Friday, November 30, 2012

Stolen Art Watch, Gordon Gold Handed To Thieves


Turner prize-winner's work stolen from Christie's

Solid gold sculpture by Douglas Gordon worth £500,000 went missing while in care of London auction house


It is a work of art by one of the world's most feted artists, the Turner prize-winning Douglas Gordon. It is also made from solid gold, with an insurance value of around £500,000 and, the Guardian has learned, the work has been stolen while in the care of Christie's, one of the most respected auction houses in the world.
The artist fears it may have been taken for the scrap value of its metal, which he estimates to be around £250,000. "I don't think this is an art theft," Gordon said. "I'm pretty sure it has been melted down."
Gordon, who won the Turner prize in 1999 and whose art is owned by museums including the Tate and New York's Museum of Modern Art, is angry at the behaviour of the auction house.
He said Christie's only told him about the disappearance of the sculpture after he had spoken about the theft elsewhere. Gordon, who owns the work, said: "It is like someone borrowing your car, and then you finding out from a neighbour that it has been crashed," he said. "It looks like I am the last person in the chain to know."
Gordon said he had first heard of the theft second-hand, from a curator, last week; a Christie's representative contacted him on the morning of 29 November, 16 days after the crime was reported to the police.
Scotland Yard confirmed it was "investigating the alleged theft of a piece of artwork from a secure warehouse in the King Street area of Westminster.
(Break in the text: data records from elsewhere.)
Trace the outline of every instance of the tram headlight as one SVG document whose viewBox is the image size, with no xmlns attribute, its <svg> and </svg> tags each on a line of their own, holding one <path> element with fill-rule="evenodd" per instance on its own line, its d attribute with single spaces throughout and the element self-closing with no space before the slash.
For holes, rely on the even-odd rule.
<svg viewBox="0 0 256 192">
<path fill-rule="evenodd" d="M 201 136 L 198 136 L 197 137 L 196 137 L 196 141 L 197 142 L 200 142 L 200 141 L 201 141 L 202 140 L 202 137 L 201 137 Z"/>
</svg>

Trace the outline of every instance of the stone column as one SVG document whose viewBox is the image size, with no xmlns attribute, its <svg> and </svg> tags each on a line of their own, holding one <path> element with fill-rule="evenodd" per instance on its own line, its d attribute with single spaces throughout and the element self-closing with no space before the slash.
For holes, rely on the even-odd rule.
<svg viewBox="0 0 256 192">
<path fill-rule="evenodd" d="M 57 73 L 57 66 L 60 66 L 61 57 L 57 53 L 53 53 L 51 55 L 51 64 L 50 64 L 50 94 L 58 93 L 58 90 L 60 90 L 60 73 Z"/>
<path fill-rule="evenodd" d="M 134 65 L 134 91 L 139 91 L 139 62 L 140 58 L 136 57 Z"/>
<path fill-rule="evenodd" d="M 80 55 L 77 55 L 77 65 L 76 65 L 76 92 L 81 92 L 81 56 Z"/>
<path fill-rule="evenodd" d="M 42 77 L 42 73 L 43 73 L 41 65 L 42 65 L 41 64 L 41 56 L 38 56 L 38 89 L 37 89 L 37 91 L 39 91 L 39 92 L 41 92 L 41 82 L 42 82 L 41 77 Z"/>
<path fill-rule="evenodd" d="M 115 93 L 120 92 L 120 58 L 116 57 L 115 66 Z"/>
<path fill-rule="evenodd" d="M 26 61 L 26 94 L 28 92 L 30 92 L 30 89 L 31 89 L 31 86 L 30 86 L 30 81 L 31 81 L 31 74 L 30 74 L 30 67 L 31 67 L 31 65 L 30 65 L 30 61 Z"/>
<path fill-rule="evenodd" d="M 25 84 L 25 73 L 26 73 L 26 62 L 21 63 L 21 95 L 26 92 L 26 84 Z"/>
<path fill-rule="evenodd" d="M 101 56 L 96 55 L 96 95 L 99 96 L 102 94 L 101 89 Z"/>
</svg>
The incident was first reported to police on 12 November".
A Christies's spokesman said: "This matter is under investigation and we are in contact with all parties involved. We cannot comment further." A source at the auction house said Gordon's gallery had been informed right away, and that a Christie's representative had attempted to contact the artist on 28 November.
The theft from Christie's storage facility – which claims on its website "world-class security, management and expertise" – is likely to cause significant reputational damage for the auction house. A spokesman declined to comment on arrangements at the storage facility, citing the need to keep security measures confidential. A source said: "Given the sheer volume of works of art that come in, this as an extraordinarily rare thing to happen."
The artwork, made in 2007, is called The Left Hand and the Right Hand Have Abandoned One Another. It is normally kept at Gordon's Paris gallery, Yvon Lambert. The sculpture was shown this summer at an exhibition of contemporary sculpture at Waddeston Manor, the Buckinghamshire seat of the Rothschild family now in the care of the National Trust. The work was available for private sale through Christie's, which organised the exhibition.
After the exhibition closed on 28 October, the sculpture was returned to the Christie's storage facility in London for safekeeping. According to Gordon, documentation was signed showing the sculpture had been safely received; and, following standard practice in the artworld, a condition report was completed.
But earlier this month, according to Gordon, "apparently an employee randomly picked up the box it was in – yes, the phrase 'randomly picked up' is the phrase I have heard – and discovered it was a bit light". The crate was opened and the artwork discovered to be missing.
"I had a call last Thursday [22 November] from the curator who had run the exhibition at Waddeston," said Gordon. "But I only heard from Christie's directly this morning [29 November], although I understand the police are involved. Apart from the fact it's outrageous that something might get stolen from Christie's, I still own the work and I am the creator of the work. There's something going on here about value and the way the artist is treated in all of this."
Gordon believes his gallery was told of the theft only when the sculpture was due to be taken out of the storage facility to be transported to Tel Aviv for an exhibition in January.
Curator Katrina Brown, an expert on Gordon's work, said the piece occupies a significant place in the artist's oeuvre. The hand motif, she said, has been an important part of Gordon's work since the 1990s. For example, Feature Film (1999) was a film of the conductor James Conlon conducting Bernard Herrmann's score of Hitchcock's Vertigo, "which focused on Conlon's hands as conveyers of emotion", she said. A precursor to the work in gold, Fragile Hands Collapse Under Pressure (1999), was a wax cast of the artist's hand. It was exhibited in 1999 at Sir John Soane's Museum in London.
Gordon, who was born in Glasgow and is based in Berlin, is best known for his work in film, notably his 24-Psycho, an installation in which the Hitchcock film was slowed down so it took 24 hours to run; and Zidane: A 21st-century Portrait, which followed the footballer Zinedine Zidane during a football match. He won the Turner prize in 1999. "He is best known for his film work and hardly ever makes objects," said Brown. "When he does, they tend to be pretty potent."